Advert
Advert
SON DAKİKA
Advert

SİYASİ DEPREMİN ALTINDAN YÜKSELEN UMUTLAR

Son Güncelleme :

07 Mart 2023 - 20:41

reklam
SİYASİ DEPREMİN ALTINDAN YÜKSELEN UMUTLAR
reklam

SİYASİ DEPREMİN ALTINDAN YÜKSELEN UMUTLAR

Türkiye’de halkın büyük bir çoğunluğu ekonomik yoklukların içinde kıvranıyor. Dış politikada derin bir yalnızlık, sınırlarımızda büyük bir güvensizlik, milyonlarca göçmen sosyal hayatımızı tehdit ediyor. Daha önce yaşanan yangın ve sel felaketleri gibi 6 Şubat depremiyle on binlerce insanımızı kaybettik. Yüz binlerce insanımız evsiz kaldı. Şehirlerimiz yerle bir oldu. Hepimizin ruhu adeta bir cenaze evine dönüşmüş durumda. Ülke her haliyle ağır bir enkaz altında. Yaşadığı endişe nedeniyle ülkenin büyük bir çoğunluğunun gözüne uyku girmiyor. Diğer yandan yaşadığımız bu felaket sonrası enkazdan büyük bir umut de yükseldi. Bütün bir ülke tek yürek oldu. Herkes, yanındakinin kimliğine, inancına, mezhebine, giyimine bakmadan, sen-ben kavgasına düşmeden ülkesi için seferber oldu. Yaşadığımız felaketten, hepimizi umutlandıran toplumsal dayanışma ve birliktelik tablosu çıktı. Toplum adeta bütün siyasetçilere, mesele ülke olduğunda kişisel kavgaların, ayrışmaların, farklılıkların tartışma konusu yapılmayacağının dersini verdi. Mesele insanlarımızın hayatı, ülkemizin selameti olduğunda farklılıklarımızın sorun etmemenin, bir olmanının ne kadar kolay olduğunu gösterdi. Fakat yaşadığımız bu ağır felaketin ardından oluşan bu tabloya rağmen siyasetçiler ne yazık ki bildiği siyaset anlayışını sürdürmeye devam ediyor. Topluma liderlik etmesi gereken siyasetçiler ne yazık ki toplumun gerisine düştü.

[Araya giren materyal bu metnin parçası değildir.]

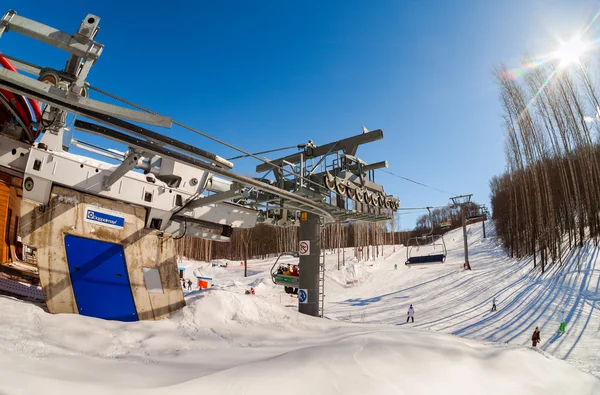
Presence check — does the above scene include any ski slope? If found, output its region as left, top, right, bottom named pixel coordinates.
left=0, top=221, right=600, bottom=395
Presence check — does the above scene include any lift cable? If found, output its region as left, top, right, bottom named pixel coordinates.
left=397, top=205, right=450, bottom=211
left=85, top=82, right=338, bottom=193
left=379, top=169, right=456, bottom=196
left=227, top=145, right=298, bottom=160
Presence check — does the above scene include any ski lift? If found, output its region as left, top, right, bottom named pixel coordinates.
left=271, top=251, right=300, bottom=288
left=405, top=207, right=447, bottom=267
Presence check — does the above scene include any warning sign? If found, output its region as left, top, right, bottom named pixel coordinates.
left=298, top=289, right=308, bottom=303
left=300, top=240, right=310, bottom=255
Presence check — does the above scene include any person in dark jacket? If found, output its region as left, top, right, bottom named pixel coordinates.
left=531, top=326, right=542, bottom=347
left=406, top=304, right=415, bottom=322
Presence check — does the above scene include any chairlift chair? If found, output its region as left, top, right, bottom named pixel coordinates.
left=271, top=251, right=300, bottom=288
left=405, top=207, right=447, bottom=267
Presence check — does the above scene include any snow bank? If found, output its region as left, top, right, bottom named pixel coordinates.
left=0, top=290, right=600, bottom=395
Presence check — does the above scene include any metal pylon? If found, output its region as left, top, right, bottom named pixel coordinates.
left=319, top=254, right=325, bottom=318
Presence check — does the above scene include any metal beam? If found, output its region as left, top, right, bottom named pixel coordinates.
left=363, top=160, right=387, bottom=173
left=0, top=69, right=173, bottom=128
left=102, top=150, right=144, bottom=191
left=256, top=129, right=383, bottom=173
left=185, top=188, right=244, bottom=210
left=74, top=120, right=333, bottom=218
left=0, top=10, right=104, bottom=60
left=0, top=76, right=233, bottom=168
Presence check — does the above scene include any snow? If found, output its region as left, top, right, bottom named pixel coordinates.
left=0, top=224, right=600, bottom=395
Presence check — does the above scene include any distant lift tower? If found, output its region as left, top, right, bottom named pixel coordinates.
left=450, top=194, right=473, bottom=270
left=256, top=128, right=400, bottom=316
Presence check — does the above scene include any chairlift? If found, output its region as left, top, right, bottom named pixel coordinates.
left=405, top=207, right=447, bottom=267
left=271, top=251, right=300, bottom=289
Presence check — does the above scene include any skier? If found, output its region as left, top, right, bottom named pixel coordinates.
left=406, top=304, right=415, bottom=322
left=531, top=326, right=542, bottom=347
left=558, top=310, right=567, bottom=335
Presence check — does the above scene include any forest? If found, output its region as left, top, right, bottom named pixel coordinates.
left=490, top=58, right=600, bottom=272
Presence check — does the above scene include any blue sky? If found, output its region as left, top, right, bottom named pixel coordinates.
left=0, top=0, right=600, bottom=228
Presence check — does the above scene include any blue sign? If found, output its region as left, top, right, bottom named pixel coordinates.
left=298, top=289, right=308, bottom=303
left=84, top=207, right=125, bottom=229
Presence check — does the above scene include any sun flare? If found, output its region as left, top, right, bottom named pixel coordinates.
left=554, top=36, right=590, bottom=67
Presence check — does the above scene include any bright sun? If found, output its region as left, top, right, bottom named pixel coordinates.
left=554, top=36, right=590, bottom=67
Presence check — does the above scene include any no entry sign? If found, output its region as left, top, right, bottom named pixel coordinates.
left=300, top=240, right=310, bottom=255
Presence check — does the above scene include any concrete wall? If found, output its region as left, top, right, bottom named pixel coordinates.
left=20, top=187, right=185, bottom=320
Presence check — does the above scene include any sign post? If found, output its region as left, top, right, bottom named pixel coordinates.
left=300, top=240, right=310, bottom=255
left=298, top=289, right=308, bottom=304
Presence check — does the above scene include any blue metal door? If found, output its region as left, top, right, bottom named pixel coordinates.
left=65, top=235, right=138, bottom=321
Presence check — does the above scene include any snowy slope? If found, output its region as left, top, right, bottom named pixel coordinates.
left=327, top=223, right=600, bottom=377
left=0, top=290, right=600, bottom=394
left=0, top=221, right=600, bottom=395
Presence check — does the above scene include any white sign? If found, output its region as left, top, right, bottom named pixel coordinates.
left=300, top=240, right=310, bottom=255
left=298, top=289, right=308, bottom=304
left=83, top=206, right=125, bottom=229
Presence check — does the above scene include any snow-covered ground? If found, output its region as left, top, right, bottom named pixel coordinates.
left=0, top=224, right=600, bottom=395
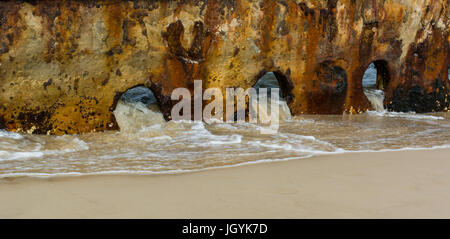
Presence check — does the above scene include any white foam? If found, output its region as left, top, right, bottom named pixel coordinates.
left=367, top=111, right=445, bottom=120
left=0, top=151, right=44, bottom=161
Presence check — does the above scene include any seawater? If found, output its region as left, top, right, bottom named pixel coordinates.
left=0, top=72, right=450, bottom=178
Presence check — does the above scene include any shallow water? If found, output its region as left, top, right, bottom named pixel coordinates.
left=0, top=72, right=450, bottom=177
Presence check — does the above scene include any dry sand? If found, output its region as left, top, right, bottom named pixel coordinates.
left=0, top=149, right=450, bottom=218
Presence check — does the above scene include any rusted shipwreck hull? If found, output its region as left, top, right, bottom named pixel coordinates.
left=0, top=0, right=450, bottom=134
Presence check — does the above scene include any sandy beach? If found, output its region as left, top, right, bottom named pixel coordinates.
left=0, top=149, right=450, bottom=218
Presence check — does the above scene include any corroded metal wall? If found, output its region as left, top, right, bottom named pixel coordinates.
left=0, top=0, right=450, bottom=134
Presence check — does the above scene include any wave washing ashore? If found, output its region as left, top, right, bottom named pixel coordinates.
left=0, top=71, right=450, bottom=177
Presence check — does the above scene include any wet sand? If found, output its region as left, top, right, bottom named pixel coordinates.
left=0, top=149, right=450, bottom=218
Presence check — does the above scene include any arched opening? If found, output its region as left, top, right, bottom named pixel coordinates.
left=253, top=72, right=293, bottom=120
left=362, top=61, right=390, bottom=112
left=113, top=86, right=165, bottom=132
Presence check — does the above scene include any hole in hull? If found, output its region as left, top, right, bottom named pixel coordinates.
left=253, top=72, right=291, bottom=120
left=362, top=61, right=389, bottom=112
left=113, top=86, right=165, bottom=133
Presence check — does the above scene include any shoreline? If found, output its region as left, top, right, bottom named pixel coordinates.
left=0, top=148, right=450, bottom=218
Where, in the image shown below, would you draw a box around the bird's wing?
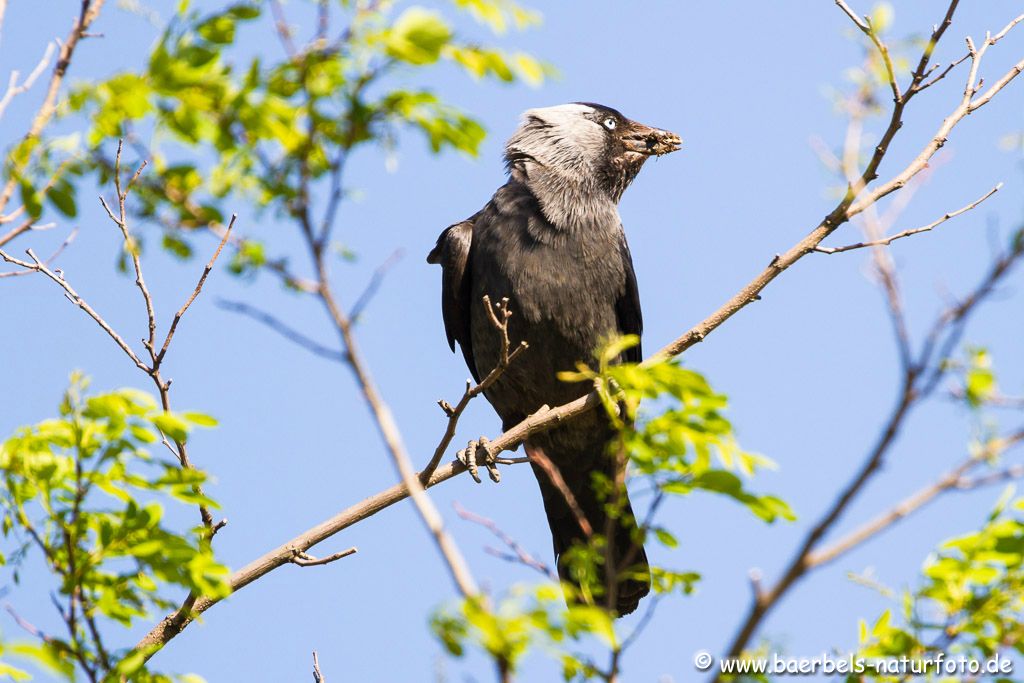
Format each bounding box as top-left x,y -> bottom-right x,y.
615,233 -> 643,362
427,213 -> 480,382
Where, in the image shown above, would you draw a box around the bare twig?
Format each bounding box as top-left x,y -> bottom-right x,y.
154,214 -> 239,368
0,0 -> 104,215
455,503 -> 558,581
0,41 -> 56,119
292,546 -> 358,567
806,429 -> 1024,569
420,295 -> 529,481
0,249 -> 150,373
313,650 -> 327,683
814,182 -> 1002,254
0,227 -> 78,278
217,299 -> 345,362
348,249 -> 404,321
136,0 -> 1019,663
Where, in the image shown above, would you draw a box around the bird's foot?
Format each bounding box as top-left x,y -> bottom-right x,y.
456,436 -> 502,483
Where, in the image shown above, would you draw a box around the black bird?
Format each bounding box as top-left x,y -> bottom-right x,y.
427,102 -> 681,615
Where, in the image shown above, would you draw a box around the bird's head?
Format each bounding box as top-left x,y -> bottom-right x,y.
505,102 -> 682,203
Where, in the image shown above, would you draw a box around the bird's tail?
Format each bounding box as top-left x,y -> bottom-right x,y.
526,446 -> 650,616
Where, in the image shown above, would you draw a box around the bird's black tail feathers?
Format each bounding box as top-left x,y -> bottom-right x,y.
527,449 -> 650,616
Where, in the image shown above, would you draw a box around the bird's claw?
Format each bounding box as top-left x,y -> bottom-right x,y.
456,436 -> 502,483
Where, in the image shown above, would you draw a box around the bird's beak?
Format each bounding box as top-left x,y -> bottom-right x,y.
622,121 -> 683,157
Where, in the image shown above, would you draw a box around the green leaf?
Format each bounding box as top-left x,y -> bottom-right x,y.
46,178 -> 78,218
181,412 -> 217,427
153,413 -> 188,441
385,6 -> 452,65
18,180 -> 43,220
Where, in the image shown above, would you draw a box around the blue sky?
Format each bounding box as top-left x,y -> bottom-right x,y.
0,0 -> 1024,682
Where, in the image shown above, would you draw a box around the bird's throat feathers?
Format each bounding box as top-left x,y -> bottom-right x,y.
505,104 -> 646,230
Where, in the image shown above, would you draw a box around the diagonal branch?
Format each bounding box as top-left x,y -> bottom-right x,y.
0,0 -> 104,216
814,182 -> 1002,254
136,0 -> 1019,658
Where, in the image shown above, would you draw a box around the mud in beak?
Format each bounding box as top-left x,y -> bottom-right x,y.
622,121 -> 683,157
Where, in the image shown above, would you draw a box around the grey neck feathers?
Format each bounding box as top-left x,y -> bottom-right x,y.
505,111 -> 620,230
512,161 -> 620,231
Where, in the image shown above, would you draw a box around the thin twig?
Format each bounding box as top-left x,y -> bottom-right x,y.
154,213 -> 239,368
313,650 -> 327,683
0,43 -> 56,119
454,503 -> 558,581
0,227 -> 78,278
136,0 -> 1014,663
0,0 -> 104,215
814,182 -> 1002,254
292,546 -> 359,567
217,299 -> 345,362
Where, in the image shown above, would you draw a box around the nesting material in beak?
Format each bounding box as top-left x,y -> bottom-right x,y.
623,122 -> 683,157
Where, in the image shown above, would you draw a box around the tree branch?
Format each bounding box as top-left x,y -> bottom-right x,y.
130,0 -> 1019,656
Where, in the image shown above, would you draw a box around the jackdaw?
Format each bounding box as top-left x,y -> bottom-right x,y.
427,102 -> 682,615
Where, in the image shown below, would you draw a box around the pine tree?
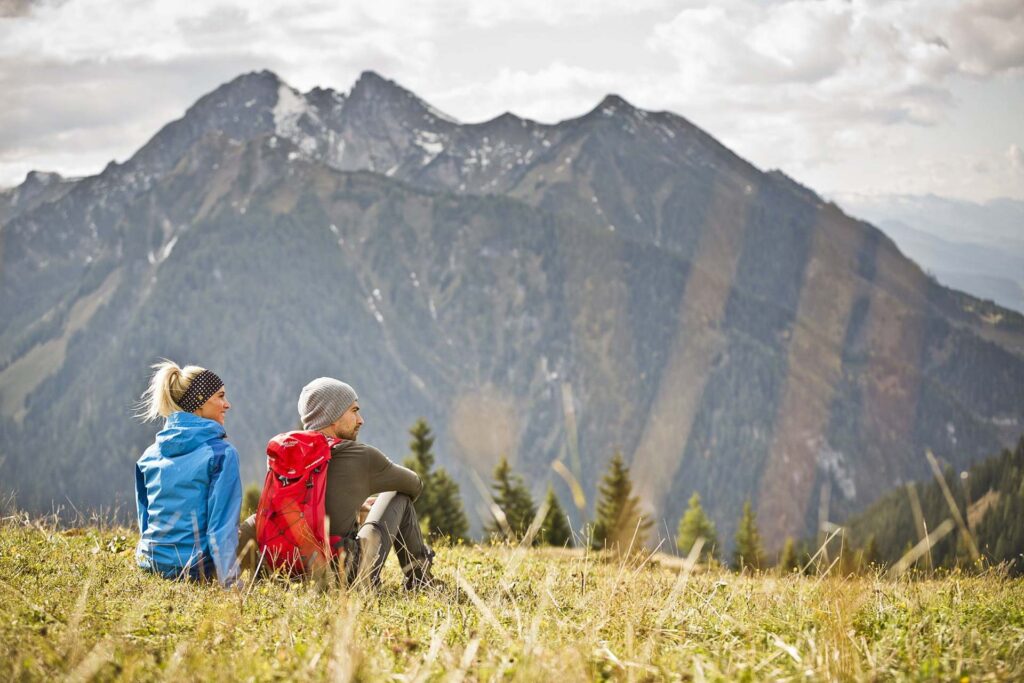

Altılı Masa’nın 2 Mart toplantısında kamuoyunun epeyce zamandır beklediği “ortak aday” konusundaki uzlaşmanın gerçekleşmesi gerekiyordu. Bu olmadı. İYİ Parti’nin Cumhurbaşkanı adayının belirlenmesi konusunda bir rezervinin olduğu son zamanlarda duyulur olmuştu gerçi ama masadan kalkması beklenmiyordu. Çünkü bu konuda bu derecede bir anlaşmazlık söz konusu olsaydı en kötü ihtimalle “ortak aday” yerine “çoklu aday” formülünün müzakeresi yapılabilirdi. İYİ Parti hem ortak aday konusunda herkesten fazla ısrarcı oldu hem de son aşamada kendisi dışındaki beş partinin üzerinde uzlaştığı isme itiraz ederek masadan kalktı.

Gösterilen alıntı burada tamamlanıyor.